Il documento conteneva una lunga premessa riferita alle sostanze perfluoalchiliche (Pfas) che a partire dallo stabilimento Miteni di Trissino hanno inquinato le falde e gli acquedotti delle province di Vicenza, Verona e Padova. Era sorta la preoccupazione per eventuali trattamenti dei Pfas, anche a seguito di un accordo tra Ava e Viacqua per l’essiccamento dei fanghi prodotti negli impianti di depurazione di acque reflue urbane. Nel marzo 2024 il consiglio comunale aveva votato a sostegno della proposta popolare. A quell’epoca il sindaco (al secondo mandato) era Valter Orsi, espressione di liste civiche. Al termine della discussione i partiti storici, Lega, Partito Democratico e Fratelli d’Italia, con un’ inedita convergenza si erano però astenuti.
Adesso il sindaco è Cristina Marigo, espressione di liste civiche e l’assessore all’ambiente è rimasto Alessandro Maculan. Sul tema dell’inceneritore la linea del comune non è cambiata ed è contraria ad espansioni industriali. In Veneto, infatti, l’andamento virtuoso della raccolta differenziata sta riducendo sensibilmente il rifiuto secco da smaltire. “Ava vorrebbe poter trattare fino a 119mila tonnellate, ma se verranno raggiunti gli obiettivi indicati dalla regione per il 2030, i rifiuti da smaltire saranno sempre meno” spiega l’assessore.
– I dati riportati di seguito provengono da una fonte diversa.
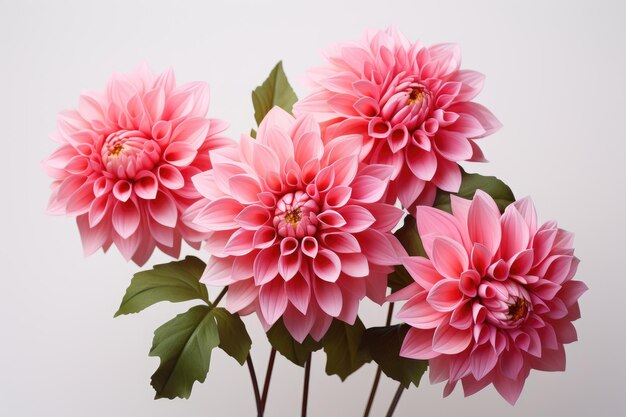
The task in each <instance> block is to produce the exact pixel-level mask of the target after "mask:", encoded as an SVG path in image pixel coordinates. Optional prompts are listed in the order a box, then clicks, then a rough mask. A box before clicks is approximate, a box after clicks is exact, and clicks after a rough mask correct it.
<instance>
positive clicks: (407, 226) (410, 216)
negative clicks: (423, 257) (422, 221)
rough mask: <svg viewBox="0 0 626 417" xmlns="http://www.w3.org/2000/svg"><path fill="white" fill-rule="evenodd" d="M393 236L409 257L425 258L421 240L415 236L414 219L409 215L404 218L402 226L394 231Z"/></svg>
mask: <svg viewBox="0 0 626 417" xmlns="http://www.w3.org/2000/svg"><path fill="white" fill-rule="evenodd" d="M394 235H395V236H396V237H397V238H398V240H399V241H400V242H401V243H402V246H404V249H406V251H407V252H408V253H409V256H426V251H425V250H424V245H422V239H420V237H419V234H417V224H416V222H415V217H413V216H411V215H410V214H409V215H407V216H405V217H404V224H403V225H402V227H401V228H399V229H398V230H396V232H395V233H394Z"/></svg>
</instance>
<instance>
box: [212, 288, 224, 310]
mask: <svg viewBox="0 0 626 417" xmlns="http://www.w3.org/2000/svg"><path fill="white" fill-rule="evenodd" d="M226 291H228V287H224V288H223V289H222V291H221V292H220V293H219V294H218V296H217V298H216V299H215V301H213V302H212V303H211V305H212V306H213V308H215V307H217V305H218V304H219V303H220V301H222V298H224V296H225V295H226Z"/></svg>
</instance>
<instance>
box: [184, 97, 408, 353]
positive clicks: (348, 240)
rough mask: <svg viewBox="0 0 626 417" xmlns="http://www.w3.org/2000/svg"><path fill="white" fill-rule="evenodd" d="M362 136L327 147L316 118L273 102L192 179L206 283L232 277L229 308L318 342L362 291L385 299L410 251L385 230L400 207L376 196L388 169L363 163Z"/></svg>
mask: <svg viewBox="0 0 626 417" xmlns="http://www.w3.org/2000/svg"><path fill="white" fill-rule="evenodd" d="M358 139H359V138H358V137H357V138H353V137H344V138H337V139H336V140H334V141H331V142H330V143H328V144H327V145H326V147H324V145H323V143H322V139H321V137H320V128H319V125H318V123H317V122H315V120H314V119H313V118H312V117H310V116H305V117H301V118H298V119H294V118H293V117H292V116H291V115H289V114H288V113H286V112H285V111H284V110H282V109H280V108H278V107H275V108H274V109H272V110H271V111H270V112H269V113H268V114H267V116H266V117H265V119H264V120H263V122H262V123H261V125H260V127H259V130H258V134H257V138H256V140H254V139H252V138H251V137H249V136H247V135H243V136H242V138H241V142H240V144H239V147H238V148H223V149H220V150H216V151H214V152H212V153H211V162H212V165H213V169H212V170H211V171H208V172H205V173H202V174H198V175H196V176H195V177H194V178H193V181H194V184H195V185H196V187H197V189H198V191H199V192H200V193H201V194H202V195H203V196H204V197H205V199H204V200H202V201H200V202H198V203H196V204H194V205H193V206H192V207H191V208H190V209H189V211H188V212H187V213H186V214H185V216H184V219H185V221H188V222H189V223H190V224H192V225H195V227H198V228H199V230H200V231H202V232H209V236H208V239H207V243H206V246H207V249H208V250H209V252H210V253H211V257H210V259H209V261H208V264H207V268H206V271H205V273H204V276H203V278H202V282H204V283H205V284H208V285H215V286H223V285H228V286H229V288H228V292H227V295H226V307H227V309H228V310H230V311H231V312H239V313H240V314H246V313H250V312H253V311H256V312H257V314H258V315H259V318H260V319H261V322H262V323H263V324H264V326H265V327H266V329H267V328H269V326H271V325H272V324H274V323H275V322H276V321H277V320H278V319H280V318H281V317H282V319H283V322H284V324H285V326H286V328H287V329H288V330H289V332H290V333H291V334H292V336H293V337H294V338H295V339H296V340H298V341H300V342H302V341H303V340H304V339H305V337H306V336H307V335H308V334H310V335H311V336H312V337H314V338H315V339H317V340H319V339H320V338H321V337H322V336H323V335H324V334H325V333H326V331H327V329H328V327H329V326H330V324H331V322H332V319H333V318H338V319H340V320H343V321H345V322H348V323H353V322H354V321H355V319H356V316H357V310H358V305H359V301H360V300H361V299H362V298H363V297H365V296H366V295H367V296H369V297H370V298H372V299H373V300H375V301H378V302H383V301H384V299H385V290H386V281H387V279H386V277H387V274H388V273H389V272H390V271H391V270H392V268H391V267H390V266H391V265H395V264H398V263H399V255H398V254H400V255H402V253H404V256H406V252H405V251H404V250H403V249H402V246H401V245H400V243H399V242H398V241H397V239H396V238H395V237H394V236H393V235H392V234H391V233H390V231H391V229H392V228H393V227H394V226H396V224H397V223H398V221H399V220H400V218H401V217H402V215H403V212H402V210H400V209H398V208H397V207H394V206H391V205H388V204H383V203H380V202H379V200H380V199H381V197H382V196H383V194H384V193H385V190H386V188H387V186H388V182H389V177H390V175H391V168H390V167H389V166H386V165H369V166H360V165H359V161H358V154H359V152H360V146H359V143H358Z"/></svg>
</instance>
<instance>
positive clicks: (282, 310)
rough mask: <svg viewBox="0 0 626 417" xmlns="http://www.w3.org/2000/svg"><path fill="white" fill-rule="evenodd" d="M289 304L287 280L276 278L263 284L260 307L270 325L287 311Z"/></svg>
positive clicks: (263, 313)
mask: <svg viewBox="0 0 626 417" xmlns="http://www.w3.org/2000/svg"><path fill="white" fill-rule="evenodd" d="M257 259H258V258H257ZM287 304H288V300H287V294H286V292H285V282H284V281H283V280H282V279H274V280H271V281H269V282H268V283H266V284H265V285H263V286H261V290H260V291H259V307H260V308H261V314H263V318H264V319H265V321H266V322H267V323H268V324H269V325H272V324H274V323H276V321H277V320H278V319H279V318H280V316H282V314H283V313H284V312H285V309H286V308H287Z"/></svg>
Il paradosso sarebbe quello di creare a Schio una struttura sovradimensionata (non attiva prima del 2032-33) quando gli altri impianti di Padova e Fusina sarebbero sufficienti per il fabbisogno regionale.
“ll 78% di quanto oggi viene incenerito nell’impianto di Schio proviene da comuni al di fuori dell’Alto Vicentino, spiega Laura Rossi. “L’inceneritore ampliato avrebbe una potenzialità pari a più del doppio dei rifiuti che nel 2030 dovrebbero essere prodotti dall’intero bacino di Vicenza. Che tipo di rifiuti andremo a bruciare e da dove li prenderemo?”, si chiede.
Il clima si sta surriscaldando anche perché il consiglio di amministrazione di Ava, presieduto da Giovanni Cattelan (e completato da Alessia Lazzaretto e Lorenzo Righele) è in scadenza. Eppure dopo una prima assemblea a luglio, rinviata per il completamento delle giunte in numerose amministrazioni comunali appena elette, ha fissato una nuova assemblea al 30 agosto, con all’ordine del giorno la votazione per ampliare l’inceneritore della discordia.